Template adapted by Finlay Wojtan from a previous template by Simon Castle (which was itself adapted from a previous template by Chris Paterson).
- Set up your Rust environment
- Clone this template (
git clone https://github.com/fwojtan/AoC-bench-template.git) - Test you can run the code, using the Day 00 example.
- In the terminal, go to the directory you've cloned the repo into (the directory containing this README.md file)
- Run
cargo run 0- This should show some build output (the first time this is run), followed by
Day 0
Part 1: 5971
Part 2: 1155077
0.024ms (exact time may vary) ----------
- Run
cargo test 00- This should show some build output (the first time this is run), followed by
running 3 tests
test day00::tests::check_day00_both_case1 ... ok
test day00::tests::check_day00_part1_case1 ... ok
test day00::tests::check_day00_part2_case1 ... ok
test result: ok. 3 passed; 0 failed; 0 ignored; 0 measured; 75 filtered out; finished in 0.00s
- Optionally, in order to use the benchmarking functionality, please install
valgrinde.g.sudo apt install valgrind.
Start implementing solutions!
- Copy and paste your input for the day (e.g. 2020 Day 1's input) into the matching numbered file in the inputs directory
- Implement the solution in the matching numbered dayXX.rs file in src
- Run the program using cargo run (with the day number to run just that one day, rather than all of 1-25). Add --release to perform a release build for a faster run!

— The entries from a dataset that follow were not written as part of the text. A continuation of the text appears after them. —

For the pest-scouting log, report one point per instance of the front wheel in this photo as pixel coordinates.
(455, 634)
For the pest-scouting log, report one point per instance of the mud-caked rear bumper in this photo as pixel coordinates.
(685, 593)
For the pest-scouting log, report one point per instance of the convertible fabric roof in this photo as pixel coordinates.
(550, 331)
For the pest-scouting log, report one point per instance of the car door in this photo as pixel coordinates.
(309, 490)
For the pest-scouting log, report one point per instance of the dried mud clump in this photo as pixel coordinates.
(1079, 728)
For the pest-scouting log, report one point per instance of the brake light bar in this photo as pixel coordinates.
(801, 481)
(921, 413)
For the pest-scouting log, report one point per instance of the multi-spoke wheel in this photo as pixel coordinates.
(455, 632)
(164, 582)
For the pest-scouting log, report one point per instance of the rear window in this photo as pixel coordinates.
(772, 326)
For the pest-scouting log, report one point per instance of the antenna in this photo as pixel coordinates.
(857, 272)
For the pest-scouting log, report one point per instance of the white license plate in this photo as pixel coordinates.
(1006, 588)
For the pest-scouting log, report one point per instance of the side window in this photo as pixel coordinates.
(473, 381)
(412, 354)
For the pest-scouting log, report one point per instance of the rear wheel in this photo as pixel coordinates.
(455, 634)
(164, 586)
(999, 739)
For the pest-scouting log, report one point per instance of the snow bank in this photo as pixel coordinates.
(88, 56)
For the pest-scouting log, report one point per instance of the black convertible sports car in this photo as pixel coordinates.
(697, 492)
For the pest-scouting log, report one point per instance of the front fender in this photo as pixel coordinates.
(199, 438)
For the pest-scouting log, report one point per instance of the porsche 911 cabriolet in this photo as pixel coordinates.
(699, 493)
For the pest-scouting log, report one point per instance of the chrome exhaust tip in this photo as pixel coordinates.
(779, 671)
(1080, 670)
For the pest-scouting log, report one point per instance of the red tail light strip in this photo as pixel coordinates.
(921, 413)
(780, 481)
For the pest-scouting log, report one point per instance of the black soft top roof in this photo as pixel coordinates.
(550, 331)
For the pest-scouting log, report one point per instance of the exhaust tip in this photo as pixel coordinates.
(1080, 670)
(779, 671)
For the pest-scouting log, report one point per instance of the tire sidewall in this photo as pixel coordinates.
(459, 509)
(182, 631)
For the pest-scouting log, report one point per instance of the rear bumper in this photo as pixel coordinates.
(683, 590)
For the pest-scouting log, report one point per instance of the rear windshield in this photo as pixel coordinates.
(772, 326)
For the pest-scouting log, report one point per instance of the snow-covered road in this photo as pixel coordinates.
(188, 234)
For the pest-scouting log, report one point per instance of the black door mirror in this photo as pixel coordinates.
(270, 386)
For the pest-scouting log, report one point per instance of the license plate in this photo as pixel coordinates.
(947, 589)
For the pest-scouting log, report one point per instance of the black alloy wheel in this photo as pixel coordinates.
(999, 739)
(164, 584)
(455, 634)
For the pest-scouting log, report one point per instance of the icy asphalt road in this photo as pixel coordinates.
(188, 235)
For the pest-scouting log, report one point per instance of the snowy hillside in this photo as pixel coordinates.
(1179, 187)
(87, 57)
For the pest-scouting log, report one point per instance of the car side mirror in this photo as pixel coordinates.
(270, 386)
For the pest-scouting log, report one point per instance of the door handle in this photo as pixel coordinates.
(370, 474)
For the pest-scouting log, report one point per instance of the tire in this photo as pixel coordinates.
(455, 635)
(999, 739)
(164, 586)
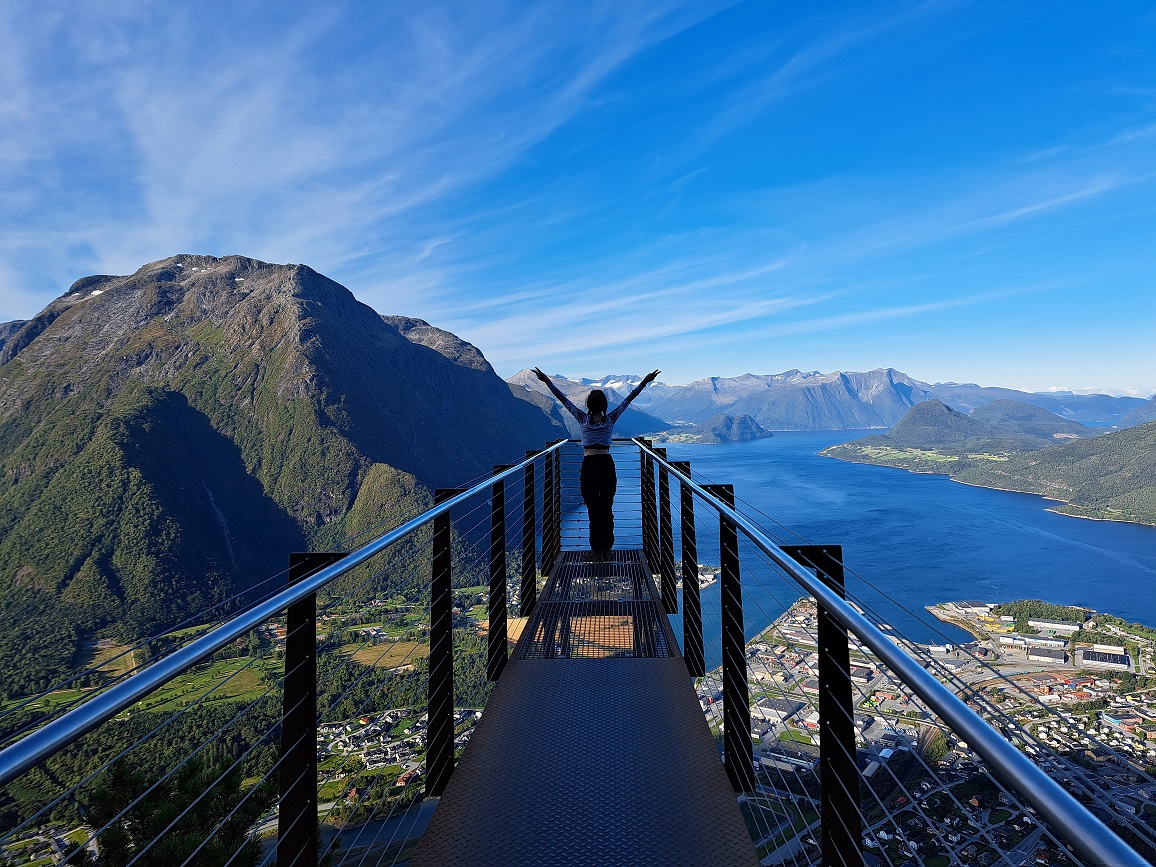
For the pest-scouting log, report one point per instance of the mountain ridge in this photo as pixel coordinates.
(147, 421)
(839, 400)
(1016, 446)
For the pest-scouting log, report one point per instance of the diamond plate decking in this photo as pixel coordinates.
(593, 750)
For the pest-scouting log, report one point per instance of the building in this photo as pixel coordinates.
(1065, 627)
(776, 710)
(1044, 642)
(973, 607)
(1099, 659)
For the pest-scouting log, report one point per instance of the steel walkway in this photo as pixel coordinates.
(593, 748)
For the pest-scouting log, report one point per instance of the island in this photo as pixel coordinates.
(1074, 689)
(716, 430)
(1015, 446)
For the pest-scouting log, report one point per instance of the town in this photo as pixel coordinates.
(1079, 711)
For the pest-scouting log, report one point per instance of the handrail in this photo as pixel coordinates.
(1091, 837)
(59, 733)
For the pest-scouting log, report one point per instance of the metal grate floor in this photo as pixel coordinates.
(595, 609)
(590, 761)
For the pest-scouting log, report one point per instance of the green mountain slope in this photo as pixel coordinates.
(1014, 446)
(719, 429)
(168, 437)
(1111, 476)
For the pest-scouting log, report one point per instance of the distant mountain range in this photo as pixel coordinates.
(1017, 446)
(168, 437)
(716, 430)
(632, 422)
(797, 400)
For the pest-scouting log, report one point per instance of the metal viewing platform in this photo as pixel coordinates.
(593, 748)
(368, 708)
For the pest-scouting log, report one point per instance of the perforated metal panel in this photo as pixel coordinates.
(591, 761)
(597, 609)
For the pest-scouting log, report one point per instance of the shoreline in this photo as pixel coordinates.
(1008, 490)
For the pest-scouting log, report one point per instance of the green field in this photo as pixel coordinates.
(234, 680)
(386, 656)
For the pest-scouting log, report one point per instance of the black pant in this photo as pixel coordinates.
(599, 482)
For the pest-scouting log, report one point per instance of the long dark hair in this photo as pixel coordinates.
(597, 405)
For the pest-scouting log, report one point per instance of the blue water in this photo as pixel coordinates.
(918, 539)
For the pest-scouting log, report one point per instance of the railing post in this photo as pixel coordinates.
(666, 539)
(650, 519)
(496, 634)
(439, 711)
(842, 830)
(691, 600)
(527, 595)
(297, 810)
(735, 701)
(548, 486)
(556, 526)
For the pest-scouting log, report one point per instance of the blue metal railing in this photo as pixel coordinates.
(646, 524)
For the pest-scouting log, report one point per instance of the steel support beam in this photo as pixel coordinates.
(691, 600)
(297, 812)
(666, 539)
(650, 516)
(842, 830)
(549, 482)
(528, 593)
(439, 725)
(556, 527)
(496, 634)
(736, 750)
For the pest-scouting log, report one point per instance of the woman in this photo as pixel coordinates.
(599, 480)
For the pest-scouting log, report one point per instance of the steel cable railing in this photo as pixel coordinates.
(372, 814)
(1012, 727)
(74, 725)
(767, 617)
(1083, 830)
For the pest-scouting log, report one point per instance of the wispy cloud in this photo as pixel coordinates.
(237, 130)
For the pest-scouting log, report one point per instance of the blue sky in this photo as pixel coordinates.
(963, 191)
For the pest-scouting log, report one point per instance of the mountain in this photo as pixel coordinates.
(8, 328)
(167, 438)
(797, 400)
(932, 432)
(716, 430)
(1111, 476)
(1017, 446)
(1014, 416)
(451, 346)
(1141, 414)
(631, 423)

- (Optional) Add examples from the puzzle statement into tests in the same file.
- Run the tests using cargo test (with the day number to run just the appropriate tests, rather than the tests for every day).
Pass --bench when running (e.g. cargo run 0 --bench) to benchmark your code using iai. For the purposes of benchmarking, each solution is split into parse_input, part_one and part_two.
Interesting (and slightly annoying) twist for a day 2 puzzle. I ended up brute forcing it before refactoring and optimizing. Total runtime of about 220μs. Most of that is in the parsing. Going from my brute-force to smarter solution for part 2 led to ~30% speedup.
Is it me or is this rather fiendish for this early in the month..! My bad for taking the opportunity to try and learn nom I guess. Initial working part 1 was fairly slow (200+μs) because I was allocating space for data I was discarding with many_till. A refactor sped up a lot when manually skipping data:
parsing_and_part_one
Instructions: 925202 (-59.47754%)
L1 Accesses: 1336183 (-59.06385%)
L2 Accesses: 71 (-44.09449%)
RAM Accesses: 566 (-30.55215%)
Estimated Cycles: 1356348 (-58.81400%)
Then inevitably with more complex parsing for part 2, that win is a bit less good...
parsing_and_part_one
Instructions: 1399924 (+51.31009%)
L1 Accesses: 2014202 (+50.74297%)
L2 Accesses: 81 (+14.08451%)
RAM Accesses: 590 (+4.240283%)
Estimated Cycles: 2035257 (+50.05419%)
Still... pretty zippy, less than 120μs total (almost entirely on parsing).
Bit of a fiddly one. Initial part 1 solution was messy and slow. Used a VecDeque to track 4 last seen items. Part 2 solution was basically entirely independent of part 1 :(
Then went back to my part 1 and replaced my VecDeque with an enum-based FSM to track progress through the word. This was a 10x speedup! Yay!
First one I don't want to bother optimising. Wasted a bunch of time making a really stupid mistake (summing lots of u8s and sliently overflowing). After spotting that my part one worked just fine and part 2 was ok to implement too. But solution is a bit nasty and brute forcey.